Technique and Form

Round 1

It’s been a year or two since I’ve last beaten Paul Anderson, and I don’t ever remember drawing him.  In any case, I played 2…g6, in spite of him possibly knowing it much better than I, because I wanted a dynamic opening rather than the sort of technical opening where he grinds me down on time, energy, and most of all experience.

6.b3  Paul, rather enterprisingly, goes for a strategic variation with perhaps better chances of confusing me than with 6.c4, which is stronger and I would have feared seeing more.

7.c3?!  I was expecting 7.Bb2.

7…cxd4?!  This is a small inaccuracy on my part as well, as simply 7…Nc6 is best because you’d want White to play d5, anyway.

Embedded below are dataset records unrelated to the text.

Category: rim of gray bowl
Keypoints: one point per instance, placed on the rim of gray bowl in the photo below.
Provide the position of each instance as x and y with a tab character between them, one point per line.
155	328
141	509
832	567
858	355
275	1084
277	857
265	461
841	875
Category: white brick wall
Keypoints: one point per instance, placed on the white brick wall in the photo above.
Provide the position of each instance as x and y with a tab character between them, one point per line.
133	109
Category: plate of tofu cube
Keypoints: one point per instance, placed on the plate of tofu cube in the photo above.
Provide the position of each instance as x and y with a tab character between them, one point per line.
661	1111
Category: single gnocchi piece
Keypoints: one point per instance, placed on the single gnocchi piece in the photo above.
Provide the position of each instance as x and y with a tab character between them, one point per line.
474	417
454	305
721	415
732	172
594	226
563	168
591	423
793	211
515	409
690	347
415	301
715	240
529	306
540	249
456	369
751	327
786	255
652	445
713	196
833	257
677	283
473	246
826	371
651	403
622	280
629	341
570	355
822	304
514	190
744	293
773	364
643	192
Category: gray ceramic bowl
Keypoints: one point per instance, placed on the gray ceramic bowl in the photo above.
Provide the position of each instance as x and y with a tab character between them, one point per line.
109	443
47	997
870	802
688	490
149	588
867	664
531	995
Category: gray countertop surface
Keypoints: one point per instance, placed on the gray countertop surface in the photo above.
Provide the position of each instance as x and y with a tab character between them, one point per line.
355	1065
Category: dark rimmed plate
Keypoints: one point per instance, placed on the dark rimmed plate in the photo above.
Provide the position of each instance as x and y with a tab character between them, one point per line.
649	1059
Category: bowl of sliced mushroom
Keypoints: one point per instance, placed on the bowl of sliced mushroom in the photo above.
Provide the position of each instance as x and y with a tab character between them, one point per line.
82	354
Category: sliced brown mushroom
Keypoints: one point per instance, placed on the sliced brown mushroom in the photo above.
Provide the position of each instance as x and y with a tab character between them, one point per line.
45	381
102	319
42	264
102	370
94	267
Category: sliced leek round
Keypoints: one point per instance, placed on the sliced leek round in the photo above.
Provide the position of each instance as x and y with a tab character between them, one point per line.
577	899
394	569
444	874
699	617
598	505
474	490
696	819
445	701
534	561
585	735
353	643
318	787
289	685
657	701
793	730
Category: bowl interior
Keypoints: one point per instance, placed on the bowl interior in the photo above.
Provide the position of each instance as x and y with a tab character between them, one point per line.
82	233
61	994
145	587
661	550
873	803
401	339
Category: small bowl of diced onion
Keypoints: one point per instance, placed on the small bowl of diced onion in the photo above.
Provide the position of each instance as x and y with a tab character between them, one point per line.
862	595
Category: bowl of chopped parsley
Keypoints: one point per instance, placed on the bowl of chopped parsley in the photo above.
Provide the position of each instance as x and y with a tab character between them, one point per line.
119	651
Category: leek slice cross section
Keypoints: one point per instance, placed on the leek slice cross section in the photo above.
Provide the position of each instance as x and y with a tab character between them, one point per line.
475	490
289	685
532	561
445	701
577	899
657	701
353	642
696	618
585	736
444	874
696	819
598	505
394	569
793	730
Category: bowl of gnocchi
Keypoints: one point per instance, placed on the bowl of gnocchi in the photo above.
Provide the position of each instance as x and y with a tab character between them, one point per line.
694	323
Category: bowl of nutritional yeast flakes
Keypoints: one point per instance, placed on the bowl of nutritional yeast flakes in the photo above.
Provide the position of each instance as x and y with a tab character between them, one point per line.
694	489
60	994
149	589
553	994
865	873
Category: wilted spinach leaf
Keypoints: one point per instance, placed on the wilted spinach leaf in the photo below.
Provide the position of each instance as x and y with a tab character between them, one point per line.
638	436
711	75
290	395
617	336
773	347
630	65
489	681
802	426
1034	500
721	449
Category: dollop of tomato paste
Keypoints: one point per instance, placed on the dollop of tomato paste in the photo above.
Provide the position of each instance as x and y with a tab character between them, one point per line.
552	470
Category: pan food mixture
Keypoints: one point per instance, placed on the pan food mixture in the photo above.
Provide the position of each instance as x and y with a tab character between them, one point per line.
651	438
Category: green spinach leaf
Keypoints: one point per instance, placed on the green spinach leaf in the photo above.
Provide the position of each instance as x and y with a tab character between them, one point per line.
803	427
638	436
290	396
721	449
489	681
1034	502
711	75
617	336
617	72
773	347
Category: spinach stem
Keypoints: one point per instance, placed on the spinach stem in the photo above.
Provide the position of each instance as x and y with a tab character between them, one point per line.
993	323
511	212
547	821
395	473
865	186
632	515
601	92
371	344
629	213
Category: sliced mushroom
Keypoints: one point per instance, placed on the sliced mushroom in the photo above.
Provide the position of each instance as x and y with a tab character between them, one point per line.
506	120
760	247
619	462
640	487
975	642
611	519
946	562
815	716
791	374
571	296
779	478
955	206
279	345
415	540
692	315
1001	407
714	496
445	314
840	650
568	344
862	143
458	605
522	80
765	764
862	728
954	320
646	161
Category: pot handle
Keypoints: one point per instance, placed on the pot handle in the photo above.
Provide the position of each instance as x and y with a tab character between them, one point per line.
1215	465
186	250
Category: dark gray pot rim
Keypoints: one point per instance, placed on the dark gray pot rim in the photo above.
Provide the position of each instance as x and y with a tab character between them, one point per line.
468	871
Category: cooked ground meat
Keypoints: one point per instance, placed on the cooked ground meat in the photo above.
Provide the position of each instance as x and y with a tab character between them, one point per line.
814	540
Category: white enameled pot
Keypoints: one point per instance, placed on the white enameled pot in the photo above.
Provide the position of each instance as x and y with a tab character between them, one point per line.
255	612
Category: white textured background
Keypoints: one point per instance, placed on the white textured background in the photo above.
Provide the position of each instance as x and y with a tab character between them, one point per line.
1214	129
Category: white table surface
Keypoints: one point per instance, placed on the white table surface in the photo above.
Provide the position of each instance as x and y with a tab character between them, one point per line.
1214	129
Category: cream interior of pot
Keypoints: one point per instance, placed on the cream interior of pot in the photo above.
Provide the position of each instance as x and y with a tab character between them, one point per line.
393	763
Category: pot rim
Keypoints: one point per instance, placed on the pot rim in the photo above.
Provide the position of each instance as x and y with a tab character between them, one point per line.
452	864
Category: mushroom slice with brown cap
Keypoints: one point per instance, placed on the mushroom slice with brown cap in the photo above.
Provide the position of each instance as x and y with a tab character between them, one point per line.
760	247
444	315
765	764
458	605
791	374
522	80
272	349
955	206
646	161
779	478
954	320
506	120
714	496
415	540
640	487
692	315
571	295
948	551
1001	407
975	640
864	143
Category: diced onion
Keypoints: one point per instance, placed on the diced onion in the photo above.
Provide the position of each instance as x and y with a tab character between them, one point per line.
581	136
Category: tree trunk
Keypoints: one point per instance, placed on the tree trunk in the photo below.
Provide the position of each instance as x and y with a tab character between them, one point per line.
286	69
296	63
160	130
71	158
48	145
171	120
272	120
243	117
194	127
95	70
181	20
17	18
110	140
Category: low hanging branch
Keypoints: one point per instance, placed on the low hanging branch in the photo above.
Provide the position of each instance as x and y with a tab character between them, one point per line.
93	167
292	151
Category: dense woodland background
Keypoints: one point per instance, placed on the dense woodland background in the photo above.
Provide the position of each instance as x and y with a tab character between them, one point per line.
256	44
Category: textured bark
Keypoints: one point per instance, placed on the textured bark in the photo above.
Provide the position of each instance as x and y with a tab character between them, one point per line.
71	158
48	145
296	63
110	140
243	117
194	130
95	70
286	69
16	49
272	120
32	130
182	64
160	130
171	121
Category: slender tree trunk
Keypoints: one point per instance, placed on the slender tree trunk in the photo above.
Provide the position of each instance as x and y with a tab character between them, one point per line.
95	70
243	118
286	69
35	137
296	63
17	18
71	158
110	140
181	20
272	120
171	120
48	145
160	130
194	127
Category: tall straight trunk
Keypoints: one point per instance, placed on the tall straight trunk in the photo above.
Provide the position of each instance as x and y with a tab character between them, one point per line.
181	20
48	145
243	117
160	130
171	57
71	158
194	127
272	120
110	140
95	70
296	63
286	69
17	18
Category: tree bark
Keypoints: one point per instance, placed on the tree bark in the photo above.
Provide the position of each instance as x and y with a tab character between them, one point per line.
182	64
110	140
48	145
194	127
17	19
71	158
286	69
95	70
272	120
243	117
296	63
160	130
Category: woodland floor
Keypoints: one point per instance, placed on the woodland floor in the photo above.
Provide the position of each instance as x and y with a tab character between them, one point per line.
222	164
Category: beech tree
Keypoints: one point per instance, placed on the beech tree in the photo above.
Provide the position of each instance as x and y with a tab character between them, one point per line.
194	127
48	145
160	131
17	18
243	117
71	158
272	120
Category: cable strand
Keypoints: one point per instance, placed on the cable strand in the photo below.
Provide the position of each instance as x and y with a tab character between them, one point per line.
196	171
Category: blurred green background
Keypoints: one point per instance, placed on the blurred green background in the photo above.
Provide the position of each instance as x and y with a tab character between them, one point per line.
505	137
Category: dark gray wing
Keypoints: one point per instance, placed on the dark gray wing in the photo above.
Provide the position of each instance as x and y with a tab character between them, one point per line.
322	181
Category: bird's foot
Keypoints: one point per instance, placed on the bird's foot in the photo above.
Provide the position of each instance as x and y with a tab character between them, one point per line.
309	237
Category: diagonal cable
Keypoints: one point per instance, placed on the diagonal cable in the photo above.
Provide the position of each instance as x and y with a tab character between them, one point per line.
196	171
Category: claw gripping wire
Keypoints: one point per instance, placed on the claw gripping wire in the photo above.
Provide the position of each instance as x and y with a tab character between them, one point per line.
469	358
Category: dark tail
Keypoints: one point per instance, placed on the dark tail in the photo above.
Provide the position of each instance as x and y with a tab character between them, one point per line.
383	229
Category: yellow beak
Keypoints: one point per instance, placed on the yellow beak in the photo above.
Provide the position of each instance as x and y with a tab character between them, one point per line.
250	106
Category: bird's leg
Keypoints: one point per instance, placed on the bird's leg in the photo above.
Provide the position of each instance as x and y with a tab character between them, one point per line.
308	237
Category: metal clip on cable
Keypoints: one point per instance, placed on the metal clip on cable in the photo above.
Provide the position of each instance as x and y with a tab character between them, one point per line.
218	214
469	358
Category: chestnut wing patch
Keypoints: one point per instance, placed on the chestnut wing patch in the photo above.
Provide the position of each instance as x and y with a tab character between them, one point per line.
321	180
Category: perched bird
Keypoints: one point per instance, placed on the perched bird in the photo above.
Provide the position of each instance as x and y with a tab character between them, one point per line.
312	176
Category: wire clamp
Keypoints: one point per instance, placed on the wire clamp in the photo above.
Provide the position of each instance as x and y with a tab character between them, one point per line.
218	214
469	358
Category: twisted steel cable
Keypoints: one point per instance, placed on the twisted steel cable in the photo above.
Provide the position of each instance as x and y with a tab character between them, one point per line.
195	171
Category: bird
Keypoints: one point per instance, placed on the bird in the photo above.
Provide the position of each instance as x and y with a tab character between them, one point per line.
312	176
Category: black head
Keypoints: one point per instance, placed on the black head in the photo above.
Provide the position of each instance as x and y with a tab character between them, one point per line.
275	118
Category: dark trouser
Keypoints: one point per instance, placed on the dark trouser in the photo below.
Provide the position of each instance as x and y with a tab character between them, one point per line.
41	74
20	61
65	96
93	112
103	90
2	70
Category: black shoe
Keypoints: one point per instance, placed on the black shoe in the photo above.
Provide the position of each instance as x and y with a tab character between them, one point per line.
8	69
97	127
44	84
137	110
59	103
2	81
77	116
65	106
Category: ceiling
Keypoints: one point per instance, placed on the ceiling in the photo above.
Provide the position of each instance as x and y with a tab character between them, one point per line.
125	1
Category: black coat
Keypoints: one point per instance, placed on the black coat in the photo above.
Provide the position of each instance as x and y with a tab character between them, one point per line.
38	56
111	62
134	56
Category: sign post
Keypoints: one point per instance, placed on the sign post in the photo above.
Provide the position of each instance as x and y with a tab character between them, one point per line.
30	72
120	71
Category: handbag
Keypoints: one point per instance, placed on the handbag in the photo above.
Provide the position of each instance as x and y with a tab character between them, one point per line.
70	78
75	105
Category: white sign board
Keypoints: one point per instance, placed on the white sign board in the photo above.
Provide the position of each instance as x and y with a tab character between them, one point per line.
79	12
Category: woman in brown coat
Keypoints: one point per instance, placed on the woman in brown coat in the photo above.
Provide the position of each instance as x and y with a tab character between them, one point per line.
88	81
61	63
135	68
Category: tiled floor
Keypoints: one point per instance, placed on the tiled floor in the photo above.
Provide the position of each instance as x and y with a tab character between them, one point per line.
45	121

9…Bf5!  Here, I had the long think, and was rewarded by playing the best move.  I spent a long time analyzing 9…Ne4, which Stockfish prefers, and I was simply not interested in playing 9…d5, it’s other suggestion.  With 9…Bf5, I was hoping to cause an imbalance in the game.  My choices were between this move and 9…Bd7, but I figured he may get a pawn-roller going in the center.

10.Nh5?  He bit!  I wasn’t sure whether I was being overly clever here with …Bf5, but in any case didn’t mind giving Paul an attack, since he usually doesn’t win his games by seeking a blatant attack.  In fact, the follow-up 10…Be4, 11.f3 (or 11.BxB NxB) BxNb1 is very strong for Black after …Qb6+, …Nb4, and …Nd3! rather than …Nxa2.  Really, this is the sort of variation that shows how Black should seek to “get into White’s business” with messy, invading play.

10…Bd7  but I ultimately decided in backing off, trying not to provoke too much against the much higher-rated player.

13…Qh5.  This was tactically, a bit clever, but as Daniel Herman might say “Where is the threat?”  13…Qb6! was much stronger.

14.e3?  Again, he bit on my idea rather than ignoring it and playing 14.b4 which he suggested later and we all liked (Mark was there also).  Stockfish says that 14.b4 and 14.d4 are both 0.0 equal.

16.b4!  I thought he might play 16.Nd5 NxN, 17.BxN e6, 18.b4 exB, 19.bxN is -+ for Black.

17.Rc2??  17.Ba1! which I was expecting, and after Black wins the queenside pawns for the b7 pawn, it will actually be a tremendous struggle to convert that a7 pawn into a win.

Needless to say, at this point in the game, Paul was treating the game as if it were like a simul, walking up to my board, spening five seconds looking at the position, making a move then walking off to do his TD duties.  At this point he had just walked over to receive the score-sheet of one of the other players.  This can be a hazard of trying to both play and TD at the same time, which most TDs find difficult to do.

The rest of the game is rather self-explanatory, although as Paul pointed out, I could have won more quickly with 46…f4!

Paul played on valiantly for the stalemate, which would have happened after 59…Bf3??  Unfortunately, for him, this was a thirty second incremement, and the lowest I ever got down to on the clock was just under ninenteen minutes.  He resigned on move sixty because he didn’t want to have to use another score-sheet, and the mate was evident.

Paul’s blunder was unfortunate, but it was probably the result of his normal habits during a game.  For example, he frequently mills about, and takes care of other matters during a game, mostly those of people coming and going, and asking questions about the club sometimes or disturbances in the lobby, etc.

That said, having a 362 rating point difference between us was probably a bit of an extreme circumstance, or as Brian Wall said to me when I last played him “Is that your blitz rating?”  😀



One thought on “Technique and Form

  1. Yeah, Rc2 was a horrible blunder that decided the game.
    He had to play b4 earlier and I don’t see sense in 15. Na5.